The common name of “earwig” comes from an old European superstition that these insects enter the ears of sleeping people and bore into the brain. This belief is without foundation. The forcepslike cerci are apparently used as both offensive and defensive weapons, and are sometimes used to capture prey. Earwigs are worldwide in distribution, with about 22 species occurring in the United States.
Adults about 1/4-1″ (5-25 mm) long, with body elongate, flattened in form. Color varies from pale brown with dark markings to uniformly reddish brown to black, but with paler legs. With 4 wings (rarely wingless), front wings leathery, short, and meeting in a straight line down the back whereas, hind wings membranous, fan-shaped, and folded under front wings. Nymphs similar to adults but have no wings.
Earwigs typically overwinter outdoors as adults in protected situations. The European earwig overwinters in pairs in earthen cells 1 1/8-1 1/2″ (30-40 mm) beneath the surface and the striped earwig in subterranean burrows or chambers. The females lay and tend their eggs in these underground situations and then tend the newly hatched nymphs. Earwigs have 4-5 nymphal instars. Nymphal development averages about 56 days (range 40-60) for the striped and takes about 68 days for the European earwig, both having 4 instars. European females lay about 30-55 eggs the first batch and many fewer the second time. The striped female lays about 50 eggs the first time and may lay 3-4 more batches. The red-legged female lays about 40-53 eggs on the average and its 5 nymphal instars require about 80 days to complete development. Some females may live as long as 7 months after attaining maturity.
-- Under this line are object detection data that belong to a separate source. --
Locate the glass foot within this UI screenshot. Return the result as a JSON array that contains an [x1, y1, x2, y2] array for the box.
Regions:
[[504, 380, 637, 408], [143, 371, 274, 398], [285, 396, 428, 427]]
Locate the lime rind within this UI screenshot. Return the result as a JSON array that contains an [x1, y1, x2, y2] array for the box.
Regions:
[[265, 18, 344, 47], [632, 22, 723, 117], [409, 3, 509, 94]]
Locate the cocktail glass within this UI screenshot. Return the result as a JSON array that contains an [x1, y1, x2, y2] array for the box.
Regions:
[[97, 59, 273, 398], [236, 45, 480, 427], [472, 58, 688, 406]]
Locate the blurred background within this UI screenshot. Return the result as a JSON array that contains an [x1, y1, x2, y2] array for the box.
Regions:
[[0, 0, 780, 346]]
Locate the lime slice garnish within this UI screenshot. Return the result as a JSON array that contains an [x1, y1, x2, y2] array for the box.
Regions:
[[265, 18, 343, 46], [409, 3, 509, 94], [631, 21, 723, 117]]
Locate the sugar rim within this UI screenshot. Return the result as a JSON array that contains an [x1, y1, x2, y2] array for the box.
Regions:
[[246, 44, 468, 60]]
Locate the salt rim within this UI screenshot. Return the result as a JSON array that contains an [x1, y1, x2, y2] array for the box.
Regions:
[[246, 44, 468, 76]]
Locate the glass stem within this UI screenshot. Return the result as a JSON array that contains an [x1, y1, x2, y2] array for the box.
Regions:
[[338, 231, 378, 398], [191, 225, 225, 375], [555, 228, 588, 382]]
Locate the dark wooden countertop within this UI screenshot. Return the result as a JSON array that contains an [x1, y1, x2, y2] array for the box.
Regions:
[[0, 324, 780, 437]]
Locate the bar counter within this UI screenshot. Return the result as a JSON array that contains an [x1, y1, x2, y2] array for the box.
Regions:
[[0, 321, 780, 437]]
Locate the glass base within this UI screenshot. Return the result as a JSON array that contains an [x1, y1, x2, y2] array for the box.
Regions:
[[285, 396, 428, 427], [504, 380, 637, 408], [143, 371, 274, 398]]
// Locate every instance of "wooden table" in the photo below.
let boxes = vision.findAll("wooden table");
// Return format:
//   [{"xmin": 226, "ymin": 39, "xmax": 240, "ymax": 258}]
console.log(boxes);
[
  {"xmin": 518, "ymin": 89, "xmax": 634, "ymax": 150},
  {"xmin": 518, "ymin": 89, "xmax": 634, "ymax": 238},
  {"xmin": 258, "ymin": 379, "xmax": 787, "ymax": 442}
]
Earwigs have a distinctive disagreeable/repugnant odor which is released when they are crushed, but some species can squirt such a liquid. They are gregarious in nature, typically occurring in groups. Red-legged earwigs have been reported to cause minor skin abrasions in humans.
Earwigs are nocturnal or active at night and hide during the day in moist, shady places such as under stones or logs, or in mulch. Neither the eggs nor nymphs can withstand long periods of dryness. Earwigs feed on live or dead plants and/or insects. At times they damage cultivated plants. The European earwig occasionally damages vegetables, flowers, fruits, ornamental shrubs, and trees, and has been recorded as feeding on honey in beehives. The red-legged earwig has been recorded as a pest of Irish and sweet potatoes in storage, damaging the roots of greenhouse vegetables, and as a pest in flour mills, breweries, meat-packing plants, slaughter houses, gardens, and nurseries. The striped earwig has not been recorded as damaging plants. Earwigs are attracted to lights or to insects attracted to lights. Usually it is the European and red-legged earwigs which occasionally invade homes, sometimes by the hundreds or thousands.
The key to control is the removal of unessential mulch, plant debris, and objects such as stones and boards from around the structure. The purpose of this is to establish a low-moisture zone which is disagreeable to earwigs. Micro-encapsulated and wettable powder residual formulations applied as 3-10 foot (1-3 m) band treatments are particularly effective. Baits are very effective. Indoor control is supplemental to the outdoor control measures.